War Memoir of Robert Ellwood

Ellwood: I always remember Rafa because I think I was one of the most fortunate, the show was one of the most fortunate part of the whole show. We happened to be, we were joined in battle with them in there.. Rafa itself was a sort of fortification and an outpost, sort of business, you know, and the attack took place of course, in an attack you have reserves and supports and all that sort of business and my troop and C squadron, C squadron was sent in and I was held as a support to C squadron. Well, during the attack, they were being pressed a bit and it was being delayed through resistance of the Turk and I was sent in with my troop certain death facing me, all the confidence in the world that I was going to get through.

There’s some in built, whatever you like to call it, knowledge of what is going to happen to you, it seems to be, ridiculous to speak that way, but, oh, in one instance on the Peninsula of course, the first time they went in the Peninsula I was that numbed with fear that I don’t remember a thing of what happened, that’s almost incredible but its a fact, I don’t remember a thing that happened and yet I went through the whole of the engagement and another occasion when it was absolutely certain death to walk out in the face of it, we were all packed up ready and all the rest of them, I hadn’t the slightest feeling of fear or anything that I would be killed and the action was called off before we went in.
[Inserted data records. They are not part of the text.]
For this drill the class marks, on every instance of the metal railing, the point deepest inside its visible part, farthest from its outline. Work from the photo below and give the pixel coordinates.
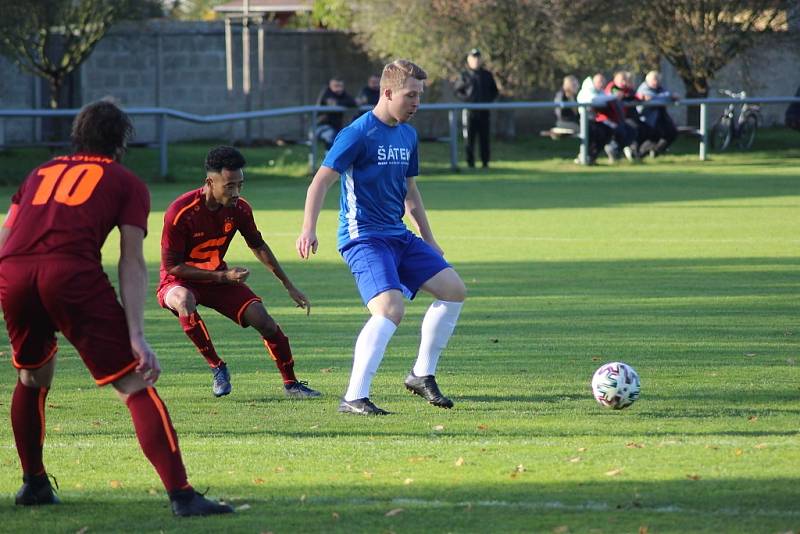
(162, 114)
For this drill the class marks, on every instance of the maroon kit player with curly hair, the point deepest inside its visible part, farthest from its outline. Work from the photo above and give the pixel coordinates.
(51, 279)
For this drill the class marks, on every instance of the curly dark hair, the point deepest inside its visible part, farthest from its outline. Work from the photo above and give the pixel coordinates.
(224, 157)
(101, 128)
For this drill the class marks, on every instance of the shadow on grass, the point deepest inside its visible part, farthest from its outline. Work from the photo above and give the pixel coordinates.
(521, 504)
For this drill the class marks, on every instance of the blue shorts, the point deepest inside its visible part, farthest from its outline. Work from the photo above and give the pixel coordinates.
(403, 262)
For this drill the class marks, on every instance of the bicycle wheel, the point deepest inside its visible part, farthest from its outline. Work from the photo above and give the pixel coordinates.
(747, 131)
(721, 134)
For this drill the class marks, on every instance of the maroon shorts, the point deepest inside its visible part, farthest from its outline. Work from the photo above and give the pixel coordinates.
(42, 295)
(231, 300)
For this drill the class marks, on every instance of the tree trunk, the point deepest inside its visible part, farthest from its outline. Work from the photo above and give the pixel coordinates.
(58, 123)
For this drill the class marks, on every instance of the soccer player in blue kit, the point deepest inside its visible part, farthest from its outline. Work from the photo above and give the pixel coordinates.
(377, 159)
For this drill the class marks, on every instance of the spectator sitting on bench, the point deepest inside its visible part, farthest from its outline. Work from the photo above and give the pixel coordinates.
(567, 120)
(662, 129)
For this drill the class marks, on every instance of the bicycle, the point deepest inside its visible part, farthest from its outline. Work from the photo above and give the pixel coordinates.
(742, 129)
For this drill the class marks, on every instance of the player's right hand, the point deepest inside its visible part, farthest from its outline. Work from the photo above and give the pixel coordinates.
(307, 244)
(148, 366)
(237, 275)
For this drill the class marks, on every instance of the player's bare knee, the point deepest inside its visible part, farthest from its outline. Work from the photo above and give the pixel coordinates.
(129, 384)
(456, 291)
(38, 378)
(267, 326)
(182, 301)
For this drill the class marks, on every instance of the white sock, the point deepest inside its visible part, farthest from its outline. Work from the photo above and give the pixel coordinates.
(370, 346)
(437, 327)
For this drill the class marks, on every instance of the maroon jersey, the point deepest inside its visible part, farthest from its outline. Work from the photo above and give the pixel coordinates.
(201, 236)
(70, 204)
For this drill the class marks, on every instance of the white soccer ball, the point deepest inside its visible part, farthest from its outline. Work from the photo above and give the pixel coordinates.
(615, 385)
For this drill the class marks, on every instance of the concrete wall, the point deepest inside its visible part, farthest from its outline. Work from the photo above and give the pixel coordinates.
(181, 65)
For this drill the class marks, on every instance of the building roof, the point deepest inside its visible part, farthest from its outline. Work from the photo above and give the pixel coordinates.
(265, 6)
Oh, there’s a number of occasions, I say this occasion at Rafa, I had no feelings at all of fear and yet it was just facing death to go across an open area with hundreds of rifle and that was only two at a time, its a peculiar thing. Another occasion at the Magdhaba, it was adjutant at the time and I was sitting down on little hillocks all around and writing out an order which GHQ had given me to relay to the squadron. And all of a sudden, I don’t know what did it but I simply got up and walked across there and as I did so a bullet simply went straight into the lounge where I was. Hadn’t the slightest idea why I did it, there was no reason for doing it but I just got up and walked over two or three yards and then these bullets arrived. Not a half an hour after but fractional just as I moved. But you see a lot of peculiar things like that.
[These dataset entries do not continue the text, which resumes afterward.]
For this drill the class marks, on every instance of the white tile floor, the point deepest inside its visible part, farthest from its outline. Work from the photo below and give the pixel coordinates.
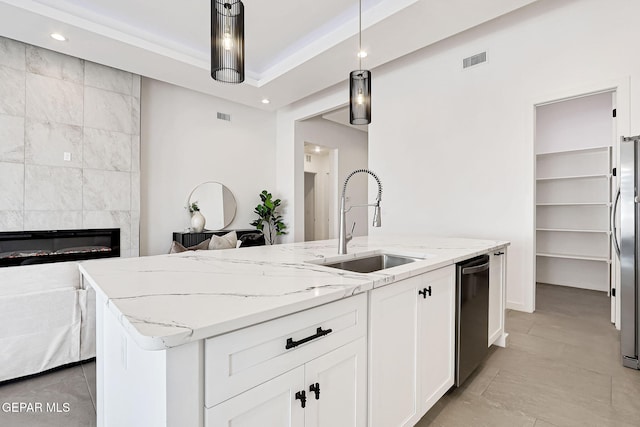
(561, 368)
(66, 396)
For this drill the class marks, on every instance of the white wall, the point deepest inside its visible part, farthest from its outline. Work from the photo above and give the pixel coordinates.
(321, 164)
(184, 144)
(471, 132)
(352, 154)
(455, 149)
(574, 124)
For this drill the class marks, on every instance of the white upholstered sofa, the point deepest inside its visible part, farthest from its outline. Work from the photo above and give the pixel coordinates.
(47, 318)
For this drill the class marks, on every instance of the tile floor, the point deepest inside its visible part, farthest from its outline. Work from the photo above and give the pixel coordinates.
(67, 397)
(561, 368)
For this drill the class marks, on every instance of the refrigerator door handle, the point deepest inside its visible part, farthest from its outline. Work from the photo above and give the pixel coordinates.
(614, 212)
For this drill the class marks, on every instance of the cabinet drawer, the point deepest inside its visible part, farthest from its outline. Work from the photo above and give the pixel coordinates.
(239, 360)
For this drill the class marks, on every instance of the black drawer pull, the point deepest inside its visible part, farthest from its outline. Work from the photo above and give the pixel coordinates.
(424, 292)
(302, 395)
(319, 333)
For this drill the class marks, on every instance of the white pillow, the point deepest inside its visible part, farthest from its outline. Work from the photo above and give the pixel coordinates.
(227, 241)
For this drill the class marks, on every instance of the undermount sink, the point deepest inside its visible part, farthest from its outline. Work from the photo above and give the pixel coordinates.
(371, 263)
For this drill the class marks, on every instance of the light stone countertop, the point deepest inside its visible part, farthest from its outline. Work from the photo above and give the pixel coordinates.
(165, 301)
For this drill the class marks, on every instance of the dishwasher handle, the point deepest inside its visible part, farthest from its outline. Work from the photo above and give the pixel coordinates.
(475, 269)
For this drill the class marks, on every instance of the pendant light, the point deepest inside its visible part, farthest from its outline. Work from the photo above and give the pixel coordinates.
(227, 41)
(360, 85)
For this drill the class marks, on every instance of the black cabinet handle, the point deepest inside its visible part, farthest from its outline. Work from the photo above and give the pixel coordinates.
(319, 333)
(302, 396)
(425, 291)
(315, 388)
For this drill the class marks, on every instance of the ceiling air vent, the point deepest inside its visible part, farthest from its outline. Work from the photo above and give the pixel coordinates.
(474, 60)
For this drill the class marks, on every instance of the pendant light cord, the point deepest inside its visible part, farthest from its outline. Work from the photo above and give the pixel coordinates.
(360, 34)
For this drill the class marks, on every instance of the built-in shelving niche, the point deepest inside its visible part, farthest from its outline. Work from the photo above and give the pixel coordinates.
(573, 205)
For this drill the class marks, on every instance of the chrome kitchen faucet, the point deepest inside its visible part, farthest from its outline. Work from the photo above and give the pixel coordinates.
(344, 238)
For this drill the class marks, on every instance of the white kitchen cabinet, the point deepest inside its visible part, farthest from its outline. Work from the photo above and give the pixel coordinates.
(270, 404)
(497, 281)
(325, 392)
(411, 336)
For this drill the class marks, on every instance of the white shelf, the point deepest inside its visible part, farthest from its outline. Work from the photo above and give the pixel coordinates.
(576, 204)
(578, 151)
(573, 204)
(558, 178)
(570, 230)
(578, 257)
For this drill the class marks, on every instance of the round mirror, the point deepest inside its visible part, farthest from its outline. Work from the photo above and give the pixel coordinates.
(216, 203)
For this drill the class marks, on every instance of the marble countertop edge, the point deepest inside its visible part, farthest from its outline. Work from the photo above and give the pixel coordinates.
(318, 284)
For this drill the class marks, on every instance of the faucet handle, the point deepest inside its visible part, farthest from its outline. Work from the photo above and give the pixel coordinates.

Another peculiar instance I had speaking on those lines, I had a brother in France at the infantry and I mean you were at war and you all expected to hear but he was never in my mind much because I was so occupied with my own life and my own work and my own surroundings. But one night for some reason or the other I had the most peculiar sensation that something had happened to him, he hadn’t been in my thoughts for months and months. In the morning, in the position I was in as Adjutant I had access to lines of communication where I got through a message to Headquarters in France to find out if anything had happened and what had happened to him. And lo-and-behold word came back to say he was badly wounded in the upper buttock and that he was in hospital and all the rest of it. I mean just another incidence of something, that elusive unexplainable something of the other in a persons being which I feel is in me, a lot of people don’t of course.